Neben der neuen Papierfahrkarten wurde drei weitere Maßnahmen beschlossen. Diese gibt es hier in der Übersicht:
- Neue Tageskarten Ab dem 1. August wird es zusätzlich zum bestehenden Sortiment verbundweit zwei neue Tageskarten geben. Diese umfassen den Geltungsbereich 1 Wabe und 4 Waben und werden dann wie die Bestandsprodukte "City" (bis zu 3 Waben) und "Regio" (ganzes KVV-Netz) für jeweils eine, zwei, drei, vier oder fünf Personen angeboten. „Alle unserer Tageskarten lohnen sich dann bereits ab der Hin- und Rückfahrt, weil sie preis- gleich oder sogar günstiger sind als zwei Einzelfahrscheine. Wir haben damit ein attraktives Angebot für Tagausflügler und Gelegenheitsfahrer. Aktuell ist es bereits so, dass Kunden im Bereich von zwei, drei und ab fünf Waben preisgleich oder günstiger fahren, wenn sie ein Tagesticket nutzen, erklärt OB Mentrup. Tagestickets können schon heute auch vordatiert für einen bestimmten Tag gekauft werden, was die Planung eines Ausflugs besonders einfach macht.
- Geltungsdauer bei Einzelfahrscheinen wird auf einen Tag verlängert Einzelfahrkarten sollen zukünftig in eine Richtung den ganzen Tag gültig sein. Es entfällt damit die bisher zeitlich begrenzte Gültigkeit je nach Fahrstrecke. Ein sofortiger Fahrtantritt ist nicht mehr notwendig, wohl aber der Fahrtantritt am Tag des Kaufs in der Zeit von 0 Uhr bis 6 Uhr des Folgetags. Wie bislang gelten die Fahrkarten aber nur für eine Richtung. Umstiege sind nach wie vor möglich. Hin- und Rückfahrten und Rundfahrten sind weiterhin ausgeschlossen. Für die Rückfahrt muss ein neues Ticket gelöst oder alternativ eine Tageskarte gekauft werden. "Durch diese Anpassung können Fahrgäste künftig auch Einzelfahrkarten für einen bestimmten Tag vordatiert im Kundenzentrum oder im Web-Shop kaufen", erklärt Mentrup. Der Aufsichtsrat hat beschlossen, diese Änderung zum nächsten Fahrplanwechsel am 1. August umzusetzen. Eine Tarifgenehmigung des Regierungspräsidiums Karlsruhe ist Voraussetzung.

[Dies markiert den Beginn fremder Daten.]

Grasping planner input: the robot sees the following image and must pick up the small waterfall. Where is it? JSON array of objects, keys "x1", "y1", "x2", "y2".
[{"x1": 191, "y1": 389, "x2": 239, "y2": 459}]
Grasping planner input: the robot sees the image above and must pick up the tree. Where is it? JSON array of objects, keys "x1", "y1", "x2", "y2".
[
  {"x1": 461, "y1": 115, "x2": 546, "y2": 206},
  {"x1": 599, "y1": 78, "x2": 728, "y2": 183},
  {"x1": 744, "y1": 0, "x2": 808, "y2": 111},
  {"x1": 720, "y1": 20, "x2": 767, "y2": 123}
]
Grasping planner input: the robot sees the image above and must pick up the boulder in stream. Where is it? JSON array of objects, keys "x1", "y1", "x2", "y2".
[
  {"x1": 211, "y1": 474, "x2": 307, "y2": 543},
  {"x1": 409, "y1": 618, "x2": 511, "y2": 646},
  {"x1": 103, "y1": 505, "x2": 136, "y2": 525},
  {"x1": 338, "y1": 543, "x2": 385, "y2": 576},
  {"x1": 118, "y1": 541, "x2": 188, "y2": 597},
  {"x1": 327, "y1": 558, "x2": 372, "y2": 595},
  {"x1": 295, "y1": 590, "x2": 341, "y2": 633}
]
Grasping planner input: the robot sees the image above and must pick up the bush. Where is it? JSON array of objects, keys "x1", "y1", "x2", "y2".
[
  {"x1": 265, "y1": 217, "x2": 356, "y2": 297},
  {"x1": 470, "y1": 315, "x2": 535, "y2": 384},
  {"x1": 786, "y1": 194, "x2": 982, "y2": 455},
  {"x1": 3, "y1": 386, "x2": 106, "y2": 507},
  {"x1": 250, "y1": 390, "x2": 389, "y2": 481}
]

- Bepreisung der KVV.luftlinie wird perspektivisch optimiert Fahrgäste, die via App mit der im Dezember eingeführten KVV.luftlinie unterwegs sind, brauchen sich zukünftig bei längeren Fahrten keine Gedanken mehr über den Preisabgleich zu machen. Die App vergleicht im Hintergrund den Luftlinientarif mit dem Wabenpreis und berechnet auf den Tag gesehen immer den günstigeren Preis. Das gilt sowohl für die Einzelfahrt als auch für mehrere an einem Tag gemachte Fahrten, die dann in einer Tageskarte zusammengefasst werden. "Unsere KVV.luftlinie in der Fairtiq-App gewinnt dadurch nochmals an Attraktivität. Bereits heute ist sie ein äußerst beliebtes Produkt für Menschen, die kurze Strecken zurücklegen und einfach unterwegs sein wollen. Seit der Einführung der KVV.luftlinie Mitte Dezember wurden rund 50.000 Fahrten in der App gebucht. Wir haben einen super Start hingelegt", betont Mentrup. Aktuell gibt es bereits einen Preisdeckel bei 8 Euro (6 Euro mit Bahncard) je Einzelfahrt (entspricht einer Einzelfahrkarte für 7 Waben) und 10,80 Euro pro Tag (entspricht einer Tageskarte "Regio"). Nach Umsetzung der beschlossenen Anpassungen ent- spricht der jeweilige Preisdeckel dem vom Fahrgast tatsächlich befahrenen Wabenbereich. „Wir gehen mit dem Auftrag des Aufsichtsrats zusammen mit Fairtiq in die Umsetzung. Da hier konzeptionelle und technische Vorgänge dahinterstecken, wird es einige Monate dauern, bis das System umgestellt sein wird. In der Zwischenzeit lohnt sich der Tarif vor allem nach wie vor für Kurzstrecken und für Fahrten über Waben- grenzen hinweg", erklärt Pischon.